The book, edited by Michel Adam is published by Mkuki na Nyota publishers of Dar es Salaam and the French Institute for Research in Africa and distributed outside Africa by the African Books collective.

Kenya’s Money in the Past: Digital Kenya

Digital Kenya, by Bitange Ndemo and Tim Weiss, charts the rapid emergence of Kenya in the world of technology. Through stories and interviews with people in the sector, you learn about risk-taking and making policy from humble beginnings back in the mid-1990’s when the whole country shared 32 kbps, and the then telecom Kenya Posts & Telecommunications (KPTC) monopoly declared internet services as being illegal. At the time, KPTC was connecting about 10,000 users to the phone network, and with 77,000 potential customers waiting, they envisioned a 5% tele-density in Kenya by the year 2015. The tele-density in 2015 turned out to be 88% thanks to rapid changes that came after fibre cables and the cheaper mobile phones emerged.

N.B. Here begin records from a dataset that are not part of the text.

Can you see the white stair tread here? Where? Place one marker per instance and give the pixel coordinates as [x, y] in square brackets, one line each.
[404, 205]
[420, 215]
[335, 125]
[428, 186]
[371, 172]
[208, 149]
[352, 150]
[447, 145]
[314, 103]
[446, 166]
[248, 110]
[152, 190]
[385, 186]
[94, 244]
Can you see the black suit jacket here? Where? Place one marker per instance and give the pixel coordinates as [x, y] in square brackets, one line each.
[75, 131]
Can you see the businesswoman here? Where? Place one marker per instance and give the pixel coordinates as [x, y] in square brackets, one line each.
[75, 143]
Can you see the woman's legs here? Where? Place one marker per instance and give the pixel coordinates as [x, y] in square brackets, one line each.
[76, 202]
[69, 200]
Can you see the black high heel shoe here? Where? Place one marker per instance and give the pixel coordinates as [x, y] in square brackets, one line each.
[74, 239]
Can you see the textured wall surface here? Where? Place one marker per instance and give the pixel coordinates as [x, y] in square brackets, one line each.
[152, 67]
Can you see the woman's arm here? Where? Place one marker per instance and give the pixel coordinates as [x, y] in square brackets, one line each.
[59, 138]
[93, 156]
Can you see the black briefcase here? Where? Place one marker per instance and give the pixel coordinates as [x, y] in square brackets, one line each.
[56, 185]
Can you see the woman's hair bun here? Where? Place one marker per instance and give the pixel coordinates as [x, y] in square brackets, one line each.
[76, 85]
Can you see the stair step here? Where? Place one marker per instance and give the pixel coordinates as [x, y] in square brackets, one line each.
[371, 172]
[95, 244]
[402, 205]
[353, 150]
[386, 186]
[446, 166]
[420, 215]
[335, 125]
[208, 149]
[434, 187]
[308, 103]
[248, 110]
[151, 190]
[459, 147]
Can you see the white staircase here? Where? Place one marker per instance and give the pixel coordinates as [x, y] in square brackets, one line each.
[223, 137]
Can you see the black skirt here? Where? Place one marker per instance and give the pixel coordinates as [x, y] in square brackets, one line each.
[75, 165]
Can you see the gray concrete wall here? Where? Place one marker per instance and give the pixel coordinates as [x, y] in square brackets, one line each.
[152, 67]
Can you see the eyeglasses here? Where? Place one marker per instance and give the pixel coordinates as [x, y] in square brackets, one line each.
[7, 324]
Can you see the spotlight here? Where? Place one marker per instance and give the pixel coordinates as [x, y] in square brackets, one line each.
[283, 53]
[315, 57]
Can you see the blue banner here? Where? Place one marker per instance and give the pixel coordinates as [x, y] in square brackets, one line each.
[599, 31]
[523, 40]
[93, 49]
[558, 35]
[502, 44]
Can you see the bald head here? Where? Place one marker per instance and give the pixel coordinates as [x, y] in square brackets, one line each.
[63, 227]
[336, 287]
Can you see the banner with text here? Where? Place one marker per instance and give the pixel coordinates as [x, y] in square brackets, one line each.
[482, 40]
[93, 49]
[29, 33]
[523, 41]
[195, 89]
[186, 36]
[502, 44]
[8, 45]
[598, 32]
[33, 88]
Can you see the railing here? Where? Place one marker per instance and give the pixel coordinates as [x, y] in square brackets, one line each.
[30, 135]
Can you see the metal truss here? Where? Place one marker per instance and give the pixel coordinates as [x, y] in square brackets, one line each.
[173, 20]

One story is a narration of how, as a peace agreement was being signed in February 2008 to end the post-election violence in Kenya, the ICT Ministry managed to secure a guarantee to enable the laying of the TEAMS fibre cable that ultimately changed the face of ICT in Kenya. This came after the ministry had stepped back from another long-discussed bureaucratic cable project – one called EASSY. This was one of the examples of government officials circumventing red tape for a good outcome. Another was the roll-out of M-Pesa which is also cited here, ahead of regulations and thanks to some individuals in government giving it their cautious blessing. Not all of them turned out well, and one case cited is of officials at the Postal Corporation sabotaging a land deal that would have led to the establishment in Nairobi of the headquarters of a multinational telecommunications organization.

There are many other stories that show issues of privatization, race, the lack of vision & finance, tech startups, the need for skills to scale, and the disconnect between local capital & the tech sector. It also shows the disconnect of ICT with both formal banking and also with the agricultural sector, two crucial links yet to be adequately bridged in Kenya.

Thanks to the Ford Foundation, the Digital Kenya book is available free of charge and a book download can be obtained from a dedicated site.